So, the BBC and FX have made a new adaptation of A Christmas Carol. This one isn’t like the rest though. It’s by the guy who did Peaky Blinders and has Guy Pearce playing the youngest looking Scrooge ever seen on-screen (probably, I can’t be bothered to fact check). And it has Andy Serkis playing the ghost of Christmas Past. Although, no matter how stylised or different the story might look, every adaptation of A Christmas Carol is the same as the last. I mean the story never changes and there are only so many new ways to interpret it. Yes, I think it is an apt tale for modern times when the gulf between the rich and poor is bigger than it has been in decades (again, probably, I’m neither an economist or a sociologist). But I do have to ask “do we NEED another one?” And I say that as someone who bloody loves the book. Also, I’m not alone. I read a story that suggested Andy Serkis said the exact same thing when he was offered the role. I’m sure it’ll be a great adaptation but, no matter how many times people say it’s the most original adaptation we’ve ever seen, I’m still not convinced it’ll be that groundbreaking. And I should know. I’ve watched a lot of adaptations in the past few weeks in preparation for this list. I’m still nowhere near seeing all of the various ones but I’ve got a good idea of what’s out there. And, it’s safe to say, I’m bloody bored of hearing the same lines over and over again. Well, until I watch the new one on 22nd December.
The Muppet Christmas Carol (1992)
Not a huge shock, I grant you. You probably all know my immense love of this film by now. Not only was it the number 1 film in my Top 11 Essential Christmas films list but I wrote a rather fawning review of it a few years ago. When you talk about giving a fresh perspective to an old story this is about as good as it gets. The addition of Muppets and great songs means you forget that you’re watching the story you’re already so familiar with. Plus, Michael Caine is not only the perfect Scrooge but it’s also super fun to watch him acting with Muppets. There is no better adaptation than this and there never will be.

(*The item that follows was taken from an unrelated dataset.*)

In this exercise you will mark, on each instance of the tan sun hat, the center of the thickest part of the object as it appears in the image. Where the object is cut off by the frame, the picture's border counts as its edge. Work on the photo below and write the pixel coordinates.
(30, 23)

There have been a lot of horrifying attempts to place the story in a modern setting over the years. It’s like people who think they’re being really clever by setting Shakespeare in the 90s or something. Making Scrooge an executive in a top firm and, in some cases, swapping his gender for no reason, is the smug result of a group of bigwigs being “progressive”. However, for the 10s that don’t work, there is normally one that does. The film that sticks out is this one. Of course, it helps that Bill Murray is the heading up the cast as he manages to bring the perfect level of smarm and cutting wit to the role. Okay, so the film is a bit messy but, at the end of the day, it works. And I love the subplot of the network’s own production of A Christmas Carol. It’s the perfect distraction.
A Christmaas Carol (1951)
An oldie but a goodie. Alastair Sim is perhaps the best representation of Scrooge on screen in that he looks exactly as you’d expect the character to if he stepped out of the pages of the book. He also does one of the best jobs at realising the character. He brings a slight humour to the role. There are few, if any, who have played him better than Sim. It’s an iconic film that still impresses me for everything it achieved at that time. The way that the ghosts are realised on the screen is still amazingly ghoulish. Other older adaptations may not have aged well but I insist that this one stands up to this day.
A Christmas Carol (1999)
Again, this doesn’t exactly do anything major with the story but this is a film that is all about its leading man. P Stew is a fantastic actor and he is clearly thrilled to be playing Scrooge. Do I agree with a bald Ebeneezer? I’m not entirely sure but I think Patrick Stewart provides a fun performance. P Stew really does elevate this film to a new level and I love Richard E. Grant as Cratchit. But, I have to be honest, that this isn’t a great film. Though it does include several scenes that most adaptation don’t and I appreciate that. This film is still worth a watch.
Again, this probably isn’t the most outstanding film ever but there is something great about this musical version of the story. I started this review by describing Guy Pearce as the youngest looking Scrooge but Albert Finney was definitely one of the youngest actors to take the role (again, I’ve not looked into it too deeply). He was only 34 when he took the role but, thanks to a lot of makeup and a great performance, he managed to do a great job. I still can’t decide if I like or hate the scene that takes place in Hell towards the end but this is one of those adaptations that gets me a bit emotional. Without Finney, I’m not sure how much I’d like it but he certainly brings the role to life.
Bonus: Blackadder’s Christmas Carol (1998)
Blackadder is an incredibly clever and funny series. I know I’m in the minority but I even love the dodgy first series. Not as much, obviously, but I like how messy it is. So, it should go without saying that the Blackadder adaptation of Dickens’ Christmas tale is so wonderful. Flipping the story on its head, this shows us how a kind and caring member of the Blackadder family learns that being evil and selfish is the way to get ahead. It’s got a great cast and is really slick. It’s definitely worth a watch.